My last post was inspired by an article in Esomar Research World, December 2017 on: which one question reserachers across the world “forgot to ask”.
It was part two of a mini-series, and lacked in my opinion a take on the way qualitative researchers access authentic answers to the question “why?”. Sue Bell (Sue Bell Research) pointed out to me on Twitter that the first part of this series had indeed touched on that, so back I went to the RW October 2017 issue to find it.
She was right. The article included the POV of two more “progressive” research approaches – one from Sue Bell with a semiotics POV, the other from Bri Williams from a Behavioural Economics angle.
For those of you like me who didn’t read the first piece, here’s what they suggested as “missing questions”:
– Observation beats asking questions.
– Facial and body language is powerful and underutilised – still.
– Participants can be involved actively as fellow problem-solvers.

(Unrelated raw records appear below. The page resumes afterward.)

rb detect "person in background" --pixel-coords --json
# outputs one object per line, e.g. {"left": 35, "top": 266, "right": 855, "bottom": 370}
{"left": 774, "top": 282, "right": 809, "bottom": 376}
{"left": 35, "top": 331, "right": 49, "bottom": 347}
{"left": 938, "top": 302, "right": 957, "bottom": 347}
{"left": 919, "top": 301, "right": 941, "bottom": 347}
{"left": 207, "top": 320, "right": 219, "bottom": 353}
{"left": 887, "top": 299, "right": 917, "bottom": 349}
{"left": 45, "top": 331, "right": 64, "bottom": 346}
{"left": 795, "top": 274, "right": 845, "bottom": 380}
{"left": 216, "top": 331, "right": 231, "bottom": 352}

I agree fully with all these, falling as they do within the remit of the contemporary qualitative researchers’ toolkit: semiotics, BE-influenced methods, co-creation facilitation for example.
As we step up from being “researchers” to facilitators, workshop moderators, people understanding experts with extensive category knowledge coupled with social science expertise, the more we share our humanist abilities in the world of tech, robotics and automation, the better.
Qual research may not be easily scalable (if at all) – but our voices can indeed be amplified, our messages shared (positively as well as negatively), our audience reach expanded.
So here’s a shout-out thanks to Sue Bell for sensitising me to my knowledge gap, kudos to Bri Williams on her BE Input and apologies to Mr. McCaughan for the waspish tone of the previous blog on this topic. Here’s to a continuing conversation!
Curious, as ever, as to others’ views.